Distant homologies between proteins are often discovered
only after three-dimensional structures of both proteins
are solved. The sequence divergence for such proteins can
be so large that simple comparison of their sequences fails
to identify any similarity. New generation of sensitive
alignment tools use averaged sequences of entire homologous
families (profiles) to detect such homologies. Several
algorithms, including the newest generation of BLAST algorithms
and BASIC, an algorithm used in our group to assign fold
predictions for proteins from several genomes, are compared
to each other on the large set of structurally similar
proteins with little sequence similarity. Proteins in the
benchmark are classified according to the level of their
similarity, which allows us to demonstrate that most of
the improvement of the new algorithms is achieved for proteins
with strong functional similarities, with almost no progress
in recognizing distant fold similarities.

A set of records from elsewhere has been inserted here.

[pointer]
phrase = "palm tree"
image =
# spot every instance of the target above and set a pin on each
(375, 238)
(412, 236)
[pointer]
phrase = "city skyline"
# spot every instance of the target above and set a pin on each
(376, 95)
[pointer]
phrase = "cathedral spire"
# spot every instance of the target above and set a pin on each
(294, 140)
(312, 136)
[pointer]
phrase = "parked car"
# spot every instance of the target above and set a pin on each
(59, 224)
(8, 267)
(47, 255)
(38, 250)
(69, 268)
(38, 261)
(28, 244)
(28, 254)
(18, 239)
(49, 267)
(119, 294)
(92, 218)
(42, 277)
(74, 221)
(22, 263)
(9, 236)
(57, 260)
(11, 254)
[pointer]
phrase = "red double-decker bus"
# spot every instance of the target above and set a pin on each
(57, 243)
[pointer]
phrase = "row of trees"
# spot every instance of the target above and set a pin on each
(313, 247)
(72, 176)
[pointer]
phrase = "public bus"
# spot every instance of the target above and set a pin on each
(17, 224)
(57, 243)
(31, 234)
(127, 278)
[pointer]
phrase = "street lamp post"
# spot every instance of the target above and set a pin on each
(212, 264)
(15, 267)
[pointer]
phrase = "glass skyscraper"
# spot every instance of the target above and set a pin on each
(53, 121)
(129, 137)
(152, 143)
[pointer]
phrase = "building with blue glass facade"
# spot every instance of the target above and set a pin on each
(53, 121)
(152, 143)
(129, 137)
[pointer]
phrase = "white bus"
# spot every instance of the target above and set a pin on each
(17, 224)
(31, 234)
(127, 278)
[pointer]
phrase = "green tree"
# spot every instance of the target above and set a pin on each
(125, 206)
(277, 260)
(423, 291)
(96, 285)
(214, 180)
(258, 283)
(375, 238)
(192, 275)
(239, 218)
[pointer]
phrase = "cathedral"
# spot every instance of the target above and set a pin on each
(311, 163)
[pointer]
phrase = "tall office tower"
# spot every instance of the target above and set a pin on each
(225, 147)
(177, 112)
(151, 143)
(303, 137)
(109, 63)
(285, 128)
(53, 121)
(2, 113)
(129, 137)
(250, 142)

It is also shown that details of profile calculation strongly
influence its sensitivity in recognizing distant homologies.
The most important choice is how to include information
from diverging members of the family, avoiding generating
false predictions, while accounting for entire sequence
divergence within a family. PSI-BLAST takes a conservative
approach, deriving a profile from core members of the family,
providing a solid improvement without almost any false
predictions. BASIC strives for better sensitivity by increasing
the weight of divergent family members and paying the price
in lower reliability. A new FFAS algorithm introduced here
uses a new procedure for profile generation that takes
into account all the relations within the family and matches
BASIC sensitivity with PSI-BLAST like reliability.